Devletin tanınmaması ayrı, kendi kendisini tanımaması ayrı bir meseledir.
Kıbrıs Türk toplumu, zamanla toprağından ve yaşadığı çevreden uzaklaştı. Özellikle genç kuşak, bir yanda aidiyetini yitiriyor, diğer yanda barınma krizinin kıyısında yaşıyor. Yabancılara satılan mülklerin oranı arttıkça, sosyal yapı çözülüyor. Köyler kimlik değiştiriyor, şehirler kişiliksizleşiyor.
Toprağın yalnızca tapusu değil, ruhu da satılıyor.
Bu sorun yalnızca ekonomik değil, aynı zamanda kültürel ve sosyolojik bir krize dönüşmüş durumda. Mahalleler dağılmış, yerleşik nüfus dışlanmış, kiralar uçmuş, ama planlama hâlâ "gelene göre" şekilleniyor. Üstelik bu keşmekeş içerisinde Kıbrıs Türk halkı, kendi evinde misafir gibi hissetmeye başlamış.
Tüm bu tablo karşısında çözüm sadece bir birleşme ya da ayrılma meselesi değil. Asıl ihtiyaç, devlet aklını yeniden kurmak.
Peki ne yapılmalı?
- Mülkiyet Reformu: TMK, etkin çalışan, kaynakları olan ve uluslararası standartlara uygun, şeffaf bir kuruma dönüştürülmeli. İade, tazminat ve takas işlemleri hızlandırılmalı.
- İmar ve Altyapı Devrimi: Bölgesel risk haritalarına göre yeni bir imar planlaması şart. Kanalizasyon, içme suyu, atık yönetimi gibi temel ihtiyaçlar yatırım planlarının önüne geçmeli.
- Yabancı Yatırım Rejimi: Yabancıların mülk edinme hakkı hukuki çerçeveye bağlanmalı. Hem uluslararası hukukla çelişmeyen hem de yerli halkı mağdur etmeyen bir denge kurulmalı.
- Çevresel ve Sosyal Etki Denetimi: Her yatırım projesi için yerel halkın ve sivil toplumun dahil olduğu bağımsız bir değerlendirme süreci oluşturulmalı.
- Devlet İradesi ve Kurumsallaşma: KKTC, siyasetten bağımsız planlama kurumları kurarak uzun vadeli, şeffaf ve uygulanabilir kalkınma hedefleri ortaya koymalı.
Çünkü mesele artık yalnızca bir tapu meselesi değil.

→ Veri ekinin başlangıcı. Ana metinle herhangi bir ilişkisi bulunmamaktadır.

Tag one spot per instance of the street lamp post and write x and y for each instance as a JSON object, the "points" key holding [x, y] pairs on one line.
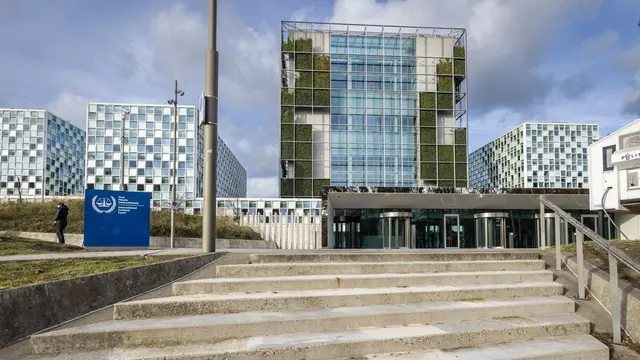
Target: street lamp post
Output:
{"points": [[174, 202], [210, 126], [123, 116]]}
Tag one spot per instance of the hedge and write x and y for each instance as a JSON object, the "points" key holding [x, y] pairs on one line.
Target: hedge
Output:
{"points": [[304, 132], [461, 154], [318, 184], [286, 97], [286, 114], [427, 153], [428, 171], [321, 97], [303, 151], [286, 187], [304, 79], [303, 188], [286, 151], [445, 153], [461, 171], [321, 80], [286, 132], [461, 136], [304, 97], [427, 100], [303, 169], [427, 135], [445, 101], [427, 118]]}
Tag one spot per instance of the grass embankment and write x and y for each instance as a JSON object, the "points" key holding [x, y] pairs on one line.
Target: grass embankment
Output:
{"points": [[24, 273], [598, 257], [17, 246], [38, 217]]}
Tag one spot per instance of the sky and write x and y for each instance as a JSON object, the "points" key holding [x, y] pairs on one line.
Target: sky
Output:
{"points": [[542, 60]]}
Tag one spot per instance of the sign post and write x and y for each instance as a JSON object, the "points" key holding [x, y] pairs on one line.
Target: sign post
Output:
{"points": [[117, 218]]}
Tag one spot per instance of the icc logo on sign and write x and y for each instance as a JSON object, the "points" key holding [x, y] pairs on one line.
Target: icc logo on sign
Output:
{"points": [[104, 205]]}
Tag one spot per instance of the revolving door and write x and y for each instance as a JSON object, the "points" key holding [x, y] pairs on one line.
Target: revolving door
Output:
{"points": [[396, 230], [491, 230]]}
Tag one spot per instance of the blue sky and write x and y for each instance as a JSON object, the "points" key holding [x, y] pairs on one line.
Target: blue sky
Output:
{"points": [[543, 60]]}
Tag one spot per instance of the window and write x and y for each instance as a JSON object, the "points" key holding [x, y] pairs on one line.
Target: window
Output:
{"points": [[607, 152]]}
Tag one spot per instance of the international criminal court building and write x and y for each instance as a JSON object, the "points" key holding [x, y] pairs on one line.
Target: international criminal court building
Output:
{"points": [[374, 122]]}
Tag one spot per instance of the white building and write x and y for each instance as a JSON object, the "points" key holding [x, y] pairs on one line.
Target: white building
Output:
{"points": [[535, 155], [40, 154], [614, 168], [148, 154]]}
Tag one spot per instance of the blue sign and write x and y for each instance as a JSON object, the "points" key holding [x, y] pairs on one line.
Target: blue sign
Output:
{"points": [[116, 218]]}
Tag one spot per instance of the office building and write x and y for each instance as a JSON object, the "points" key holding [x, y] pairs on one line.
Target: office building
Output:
{"points": [[40, 154], [148, 153], [535, 155], [367, 105]]}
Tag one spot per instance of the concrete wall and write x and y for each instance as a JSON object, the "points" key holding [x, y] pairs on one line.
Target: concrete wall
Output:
{"points": [[154, 241], [597, 281], [29, 309]]}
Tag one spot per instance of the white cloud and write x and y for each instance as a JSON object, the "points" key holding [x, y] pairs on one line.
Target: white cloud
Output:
{"points": [[600, 43], [70, 107]]}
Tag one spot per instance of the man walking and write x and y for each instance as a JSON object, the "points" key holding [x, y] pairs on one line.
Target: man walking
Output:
{"points": [[61, 221]]}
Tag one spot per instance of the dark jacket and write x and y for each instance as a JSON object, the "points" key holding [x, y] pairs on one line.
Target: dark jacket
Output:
{"points": [[62, 213]]}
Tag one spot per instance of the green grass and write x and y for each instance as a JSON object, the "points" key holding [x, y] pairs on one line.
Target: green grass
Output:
{"points": [[17, 246], [24, 273], [38, 217]]}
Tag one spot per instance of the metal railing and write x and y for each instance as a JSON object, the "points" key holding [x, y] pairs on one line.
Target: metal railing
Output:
{"points": [[614, 253]]}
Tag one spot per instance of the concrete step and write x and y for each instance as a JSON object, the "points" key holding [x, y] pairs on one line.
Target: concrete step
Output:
{"points": [[399, 267], [324, 299], [213, 328], [322, 282], [359, 342], [415, 255], [577, 347]]}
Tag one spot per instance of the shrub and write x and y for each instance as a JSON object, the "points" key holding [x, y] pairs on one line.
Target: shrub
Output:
{"points": [[38, 217], [303, 152], [286, 151], [303, 97], [304, 132], [427, 118], [445, 153], [286, 132], [445, 171], [427, 153], [303, 169]]}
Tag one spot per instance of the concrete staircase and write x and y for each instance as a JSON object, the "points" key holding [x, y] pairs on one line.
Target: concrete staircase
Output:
{"points": [[476, 305]]}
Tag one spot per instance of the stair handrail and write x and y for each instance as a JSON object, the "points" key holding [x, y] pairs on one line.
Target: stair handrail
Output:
{"points": [[614, 253]]}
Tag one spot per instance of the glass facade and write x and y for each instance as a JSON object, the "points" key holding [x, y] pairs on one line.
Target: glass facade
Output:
{"points": [[40, 154], [366, 105], [535, 155], [148, 153]]}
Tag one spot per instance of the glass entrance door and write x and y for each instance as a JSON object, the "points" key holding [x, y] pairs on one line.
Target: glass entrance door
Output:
{"points": [[451, 231], [396, 230]]}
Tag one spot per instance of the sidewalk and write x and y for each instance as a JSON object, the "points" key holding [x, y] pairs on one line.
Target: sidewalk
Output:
{"points": [[94, 254]]}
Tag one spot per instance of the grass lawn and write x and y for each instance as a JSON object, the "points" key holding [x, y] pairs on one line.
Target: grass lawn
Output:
{"points": [[17, 246], [23, 273], [598, 257]]}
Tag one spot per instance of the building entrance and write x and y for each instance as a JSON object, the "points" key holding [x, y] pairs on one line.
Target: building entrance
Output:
{"points": [[491, 230], [396, 230]]}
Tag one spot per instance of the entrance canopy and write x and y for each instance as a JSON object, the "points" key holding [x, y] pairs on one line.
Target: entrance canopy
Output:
{"points": [[362, 200]]}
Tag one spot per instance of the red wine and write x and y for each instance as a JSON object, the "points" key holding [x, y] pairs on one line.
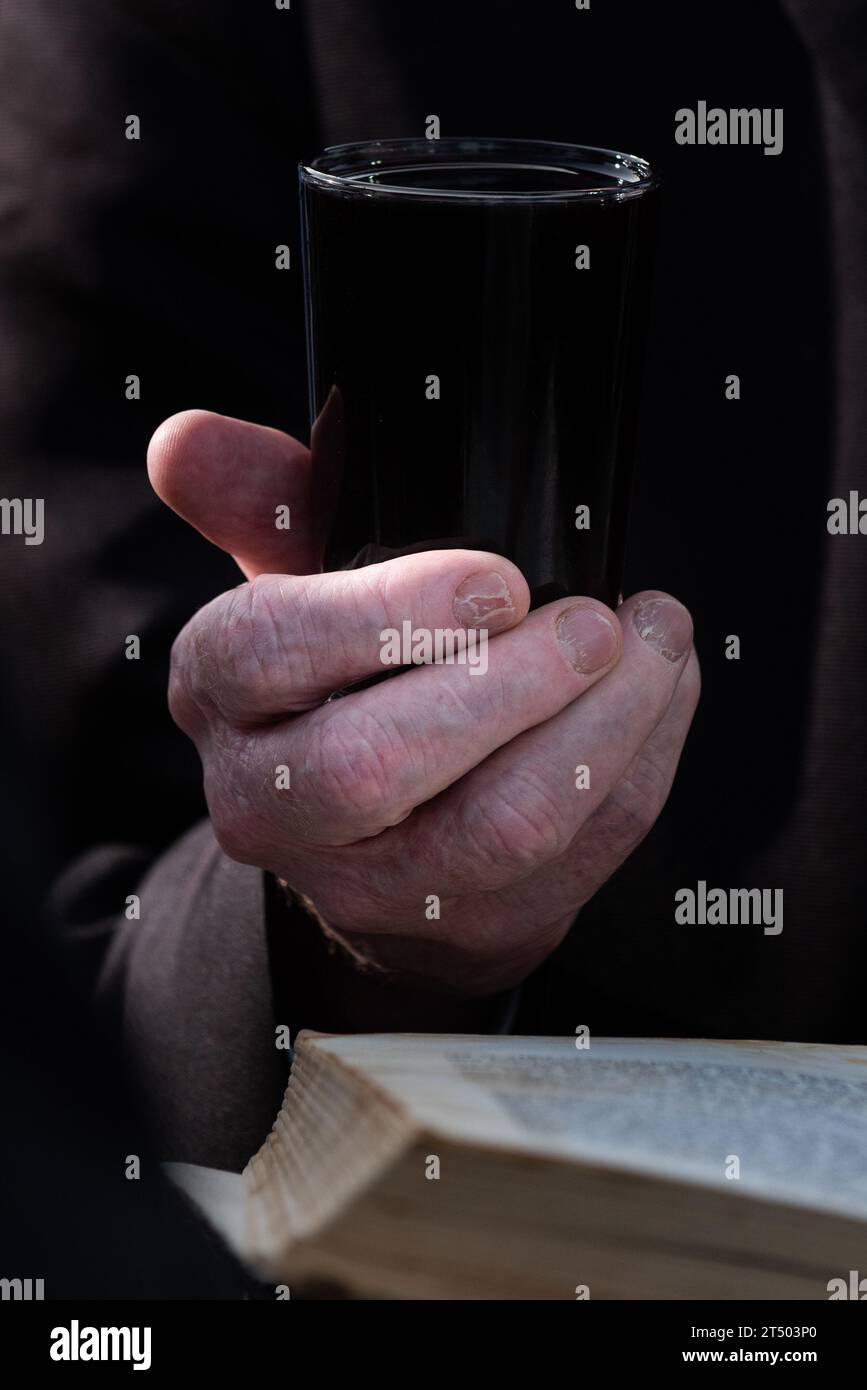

Mesele, bu topraklarda yaşayan insanların kendilerini burada güvende, ait ve geleceğe bağlı hissedip hissetmediği.
1983’te KKTC ilan edilirken hedef "özgür, güvende ve kendi kendini yöneten" bir halktı. Bugün, bu topraklarda yaşananlara bakınca bu hedefe ne kadar yaklaşıldığını samimiyetle sorgulamalıyız. Bir devletin tanınmadan varlığını sürdürmesi elbette kolay değildir. Ama bir devlet, kendi zeminini tanımaz, kendi halkını dinlemezse; o artık yalnızca bir coğrafyadır. Ruhsuz, rotasız, kırılgan bir yapı.
Mülkiyet, sadece taşınmaz değildir. Mülkiyet, güven duygusudur. Mülkiyet, kimliktir. Mülkiyet, toplumsal sözleşmenin temelidir.
Ve ne yazık ki bugün Kuzey Kıbrıs’ta bu sözleşme, betonun altında kalıyor.